Rechtsruck bei der Europawahl – Ein Kommentar

Zweierlei hat die Wahl zum EU-Parlament gezeigt. Zum einen: Die Angst vor dem Verlust einer Gemeinschaft, die trotz aller berechtigter Kritik an Konstrukt und Politik einen wesentlichen Beitrag zur Frieden und Stabilität – ja, auch wirtschaftlicher und im bescheidenen Maße sozialer – geleistet, Grenzen überwunden und Menschen zueinander geführt hat, ist groß.

Höhere Wahlbeteiligung

Der drohende Rechtsdrall hat diesmal weit mehr Menschen an die Urnen gebracht als bei vorangegangenen Europawahlen. Denn die von Rechtsaußen vollzogene Rückkehr zur Dominanz des Nationalen, der insbesondere bei Konservativen kaum auf Widerstand stieß, die höhnische Missachtung verbriefter europäischer Werte, wie sie sich in der Unterminierung einer gemeinsamen Flüchtlingspolitik zeigt, die unsanktionierte Jeder-ist sich-selbst-der-nächste-Mentalität setzen das »Projekt Europa« als Ganzes aufs Spiel. Angesichts dessen verteidigen selbst ausgewiesene EU-Kritiker die Integration. Zum anderen: Das Vertrauen in andere Parteien, tatsächlich dieses Europa verändern zu wollen und zu können, ist offenbar begrenzt. Zu abgehoben erscheinen die Programme, zu weit weg von der Lebensrealität, zu stark auf einzelne Aspekte fokussiert.

Ohne ideologische Grenzen

Dass im EU-Parlament künftig eine andere Politik nur gegen die gestärkte Fraktion von Europagegnern durchzusetzen ist, macht es nicht einfacher. Aber konstruktive Arbeit ohne ideologische Barrieren ist der vielleicht erfolgversprechendste Weg, den Rechten Einhalt zu gebieten.

Und am Ende muss man sagen…

Am Ende muss man feststellen, dass alles hätte schlimmer kommen können. Zu groß waren die Schwankungen in den Prognosen zu den rechten Parteien in Europa. In den Niederlanden eher die Verlierer und in Deutschland ein kleiner rechter Gewinner mit der AfD, aber dann auch wieder nicht so richtig. Im Vergleich zur Bundestagswahl halt auch ein Verlierer. Der rechts-braune Komet namens Rassismus hat uns noch einmal knapp verfehlt – hat nur eine Spur hinterlassen.

Was tun?

Das war er nun, der oft besagte Schuss vor den Bug. Und nun? Wie nutzt man die Erkenntnisse aus dieser Europawahl und aus dem vorangegangenen Wahlkampf? Auf nationaler Ebene genauso wie auf europäischer Ebene.

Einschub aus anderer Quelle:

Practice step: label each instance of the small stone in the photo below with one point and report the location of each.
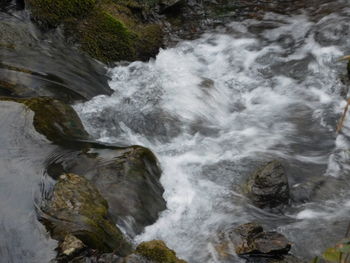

Was man jetzt schon mit Gewissheit sagen kann: Wollen wir Deutschen und Europäer die braune Brut, die Gefahr von Rechts, bannen, so wird es nur über eine große und breit angelegte Front gehen. Wir haben in der Vergangenheit viele großartige Menschen in Deutschland und Europa gehabt, die immer wieder gegen Rechts auf die Straße gegangen sind oder anderen Aktionismus an den Tag gelegt haben. Dann gab es die vielen tausenden Sympathisanten und halt die Menschen, die gleichgültig zu- oder wegschauten.

Es ist wichtig, dass es in Zukunft ein einheitliches Bündnis in den einzelnen Staaten sowie in Europa gibt. Ein großer Zusammenschluss der Aktiven gegen Rechts. Unabhängig von politischen Richtungen und Glaubensfragen. Kompromissbereitschaft wird gefragt sein. Nicht irgendwann sondern jetzt. Denn morgen könnte es zu spät sein.

Meinen Enkelkindern möchte ich nicht irgendwann sagen müssen, dass wir es am Ende versäumt haben die Rechten zu stoppen, uns lieber mit unseren eigenen Eitelkeiten auseinander gesetzt haben.